É muita coisa muito séria e ao
mesmo tempo para se resolver de maneira simplória e ficar contando vantagem.
Trump é um furacão, mas parece obcecado demais em cumprir suas promessas e não
percebe que terá de negociar e ceder. Ele é presidente de um país democrático,
não de uma empresa: a palavra dele não é ordem sempre, e mesmo quando é (como no
caso de acordos internacionais), seria mais sábio agir sempre em consonância
com o Congresso e com a vontade dos eleitores. Assim, sempre que ficar claro
que a maioria dos americanos prefere que ele não cumpra uma promessa, ele fica
livre de cumpri-la, sem constrangimentos.
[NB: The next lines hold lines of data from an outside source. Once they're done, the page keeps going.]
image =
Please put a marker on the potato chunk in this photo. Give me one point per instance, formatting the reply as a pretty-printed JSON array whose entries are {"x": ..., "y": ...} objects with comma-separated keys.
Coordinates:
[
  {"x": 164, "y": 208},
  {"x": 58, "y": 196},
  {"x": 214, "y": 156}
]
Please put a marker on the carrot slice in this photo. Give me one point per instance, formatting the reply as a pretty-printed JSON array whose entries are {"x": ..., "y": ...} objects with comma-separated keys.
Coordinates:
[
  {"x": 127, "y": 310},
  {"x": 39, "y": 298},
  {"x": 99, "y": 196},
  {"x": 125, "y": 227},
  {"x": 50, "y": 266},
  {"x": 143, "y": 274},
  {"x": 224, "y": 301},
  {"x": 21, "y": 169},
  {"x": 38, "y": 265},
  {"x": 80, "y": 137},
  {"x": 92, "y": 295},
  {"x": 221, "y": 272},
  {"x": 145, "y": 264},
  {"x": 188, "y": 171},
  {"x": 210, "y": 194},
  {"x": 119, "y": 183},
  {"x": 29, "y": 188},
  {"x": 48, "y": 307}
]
Os Estados Unidos seguirão sendo a
cidade no alto do morro que serve de farol para o mundo no que diz respeito a
ecologia, com Trump ou sem Trump – e as metas do Acordo de Paris serão
cumpridas, com as empresas americanas liderando o mundo que surgirá do tratado,
apesar de Trump ter tirado o país de lá. Donald Trump ainda não percebeu que
engrandecer os Estados Unidos é ser fiel aos princípios que formam o país: os
Estados Unidos da América são o resultado de ideais encontrando um território
para vicejar. Um faroleiro não sabe tirar vantagem disso e se limita a cumprir
suas promessas mecanicamente, sem sequer verificar se o povo realmente deseja
que ele as cumpra, apenas para fazer farol – e faroleiros simplesmente não são
capazes de agradar muita gente por muito tempo.
Pedro Nascimento Araujo é economista.